The day center also has increased from serving 200 to nearly 300 guests and providing 400-600 meals each day, Monday-Saturday.
“COVID-19 doesn’t discriminate, but its disproportionate effect on those with pre-existing health conditions and limited access to proper hygiene, medical care, and proper nourishment is undeniable – and that’s why we need to keep safely delivering our services to Detroiters experiencing homelessness,” says Fr. Tim McCabe, executive director of the Pope Francis Center. “Thanks to the help of our amazing business partners and community advocates, we can continue to add to our emergency fund so we can feed, serve, and empower our guests.”
Pope Francis Center has moved all of its operations outdoors to comply with social distancing recommendations – and now serves meals in sealed to-go containers. It also offers portable bathrooms and handwashing station, heated tents where guests can take shelter at a safe distance, regular medical care, and a mobile shower unit.
To donate online, click here. Donations also are accepted by phone at 313-963-5134 and by mail at 438 St. Antoine St., Detroit, MI 48226.
Recognizing High School Graduates
High School Glam Suite, a nonprofit dedicated to providing high school seniors the ultimate prom experience at no cost to them, will offer Glam Suite Graduation Boxes in response to the COVID-19 pandemic.
Metro Detroit students experiencing adversity are invited to apply to receive a customized box this summer. The deadline to apply is May 17. High School Glam Suite is being sponsored by Project Beautiful-Inside and Out for the third consecutive year.

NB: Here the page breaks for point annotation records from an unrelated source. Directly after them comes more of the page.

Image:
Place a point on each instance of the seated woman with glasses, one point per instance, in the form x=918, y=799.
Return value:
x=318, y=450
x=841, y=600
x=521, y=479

“When our board discussed this year’s school cancellation, we decided that despite not having a prom, these students still deserve to feel special,” says Kori C. Fields, founder of High School Glam Suite. “We know the Glam Suite Graduation Boxes cannot take the place of prom, but we want to make sure we create something memorable for our seniors.”
The goal is to customize each box to fit each students’ post-high school needs. For example, someone going to college may receive supplies for class or dorm must-haves, such as bedding or decor. A student headed to cosmetology school may receive an apron, shears, train case, and beauty magazine subscription.
The application to apply for the 2020 High School Glam Suite program is available here. Box distribution will begin in July.